A common struggle among visually impaired individuals is the emphasis on pictures as a means of capturing a moment or experience. Certainly we will participate in the picture and position ourselves according to instruction from the individual with the camera or smart phone, but inevitably we will never be able to enjoy those pictures. However, I inadvertently stumbled across a solution to at least some of these situations. While exploring my iPhone I discovered an app called Voice Memos. I never downloaded this app, so I can only assume it came as a standard app already installed on the iPhone at purchase. Essentially, this app is a preinstalled digital recorder on the phone. Many visually impaired people will pursue a digital recorder as a means of quickly recording appointment dates and times when at a doctor’s office or even phone numbers of people they encounter in public, both of these situations occurring away from their normal means of noting this information in a form that is accessible to them. Naturally a paper and pencil will not work, but a digital recorder suffices. The Voice Memos app will successfully accomplish this same task.

My primary use for the Voice Memos app at this time in my life actually concerns my nieces. As previously mentioned, visually impaired people cannot appreciate pictures, and there are certainly many pictures to be taken of all children, but especially when infants and toddlers in an effort to capture and preserve that stage of life.

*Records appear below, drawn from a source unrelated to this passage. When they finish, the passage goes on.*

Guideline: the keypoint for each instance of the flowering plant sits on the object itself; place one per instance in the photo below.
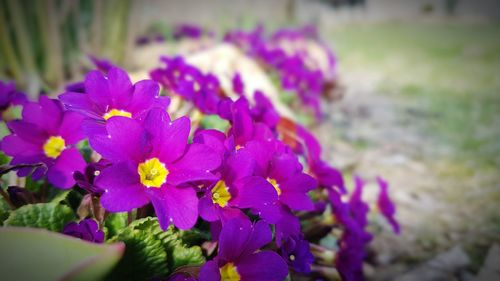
(249, 198)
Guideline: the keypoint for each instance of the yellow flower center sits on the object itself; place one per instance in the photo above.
(117, 112)
(54, 146)
(220, 194)
(152, 173)
(196, 86)
(229, 273)
(275, 185)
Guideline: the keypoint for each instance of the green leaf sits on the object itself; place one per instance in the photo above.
(179, 252)
(50, 216)
(37, 254)
(182, 255)
(4, 210)
(214, 122)
(114, 223)
(152, 252)
(59, 195)
(145, 256)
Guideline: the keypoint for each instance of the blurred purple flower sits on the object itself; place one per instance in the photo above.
(46, 134)
(87, 230)
(238, 86)
(236, 188)
(182, 31)
(239, 257)
(296, 252)
(112, 95)
(86, 179)
(10, 96)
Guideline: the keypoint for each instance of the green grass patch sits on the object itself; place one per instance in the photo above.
(450, 71)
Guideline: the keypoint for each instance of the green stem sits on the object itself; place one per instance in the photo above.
(8, 50)
(24, 45)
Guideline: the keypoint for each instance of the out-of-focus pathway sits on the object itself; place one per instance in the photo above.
(441, 203)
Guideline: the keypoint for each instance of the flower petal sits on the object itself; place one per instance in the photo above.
(265, 265)
(122, 188)
(126, 140)
(61, 173)
(195, 165)
(144, 96)
(175, 205)
(210, 272)
(71, 127)
(96, 86)
(294, 192)
(14, 145)
(174, 139)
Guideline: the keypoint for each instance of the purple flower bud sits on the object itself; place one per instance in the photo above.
(86, 229)
(296, 252)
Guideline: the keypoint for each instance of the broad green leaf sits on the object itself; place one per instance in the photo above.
(37, 254)
(4, 210)
(59, 196)
(182, 255)
(179, 252)
(114, 223)
(145, 256)
(152, 252)
(214, 122)
(50, 216)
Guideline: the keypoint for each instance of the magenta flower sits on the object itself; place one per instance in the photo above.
(238, 85)
(283, 172)
(237, 188)
(386, 206)
(112, 95)
(263, 111)
(190, 83)
(239, 257)
(187, 31)
(10, 96)
(152, 162)
(87, 230)
(86, 179)
(46, 134)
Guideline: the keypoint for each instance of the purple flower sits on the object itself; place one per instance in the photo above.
(238, 86)
(152, 162)
(46, 134)
(236, 188)
(112, 95)
(181, 276)
(104, 65)
(190, 83)
(86, 179)
(10, 96)
(187, 31)
(283, 172)
(86, 229)
(359, 209)
(386, 206)
(352, 252)
(263, 111)
(238, 256)
(295, 251)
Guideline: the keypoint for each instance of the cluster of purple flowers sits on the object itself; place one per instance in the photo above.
(285, 52)
(249, 181)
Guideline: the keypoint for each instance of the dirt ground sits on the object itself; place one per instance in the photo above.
(445, 198)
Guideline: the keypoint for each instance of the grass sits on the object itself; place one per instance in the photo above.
(450, 71)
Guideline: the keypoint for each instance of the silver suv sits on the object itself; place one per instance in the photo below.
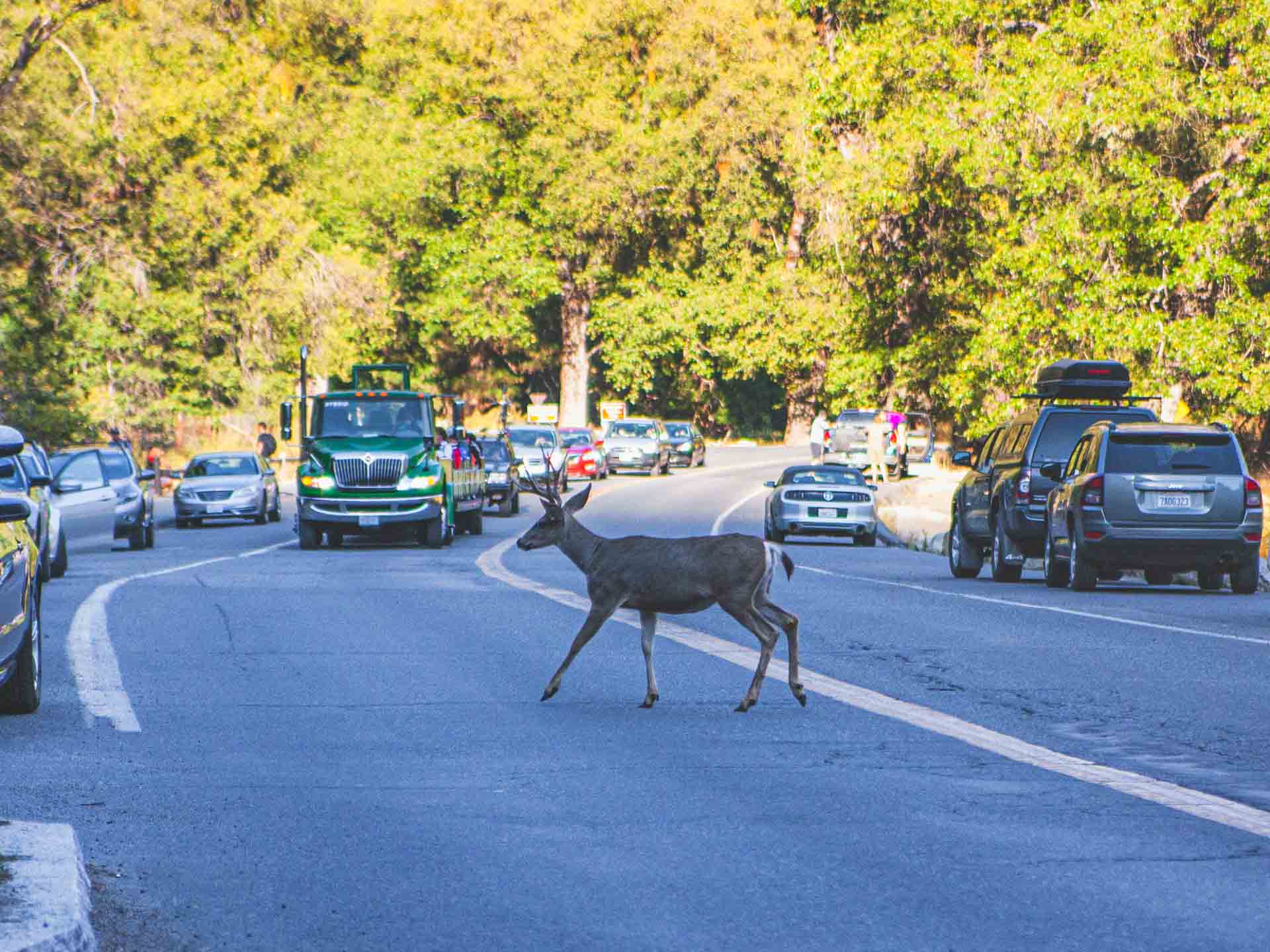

I began using my Voice Memos app in early 2017 before my nieces even turned a year old to record their cute sounds, laughter, and early attempts at words, which has since evolved into recording them say my name and that of my Seeing Eye dog as well as some of our earliest conversations and songs. Every time they do something adorable, which is frequent, I am trying to record it with my Voice Memos app to relive and experience later, either that week or in the years to come. Therefore, the Voice Memos app has offered me and other visually impaired people with a way of replacing cameras and pictures by providing an alternate means of capturing those special moments in life. A picture might be worth a thousand words, but as a visually impaired individual I can now record those thousand words to appreciate and value just as a sighted person treasures a picture.

If you are visually impaired and you have a digital recorder, then by all means use it, but if you do not have a digital recorder and do own an iPhone, then start accessing this Voice Memos app. I cannot comment on other smart phones having a Voice Memos app or something similar as I am an iPhone user, but hopefully something is available as I have recorded not only special interactions with my nieces, but also important presentations and other family events.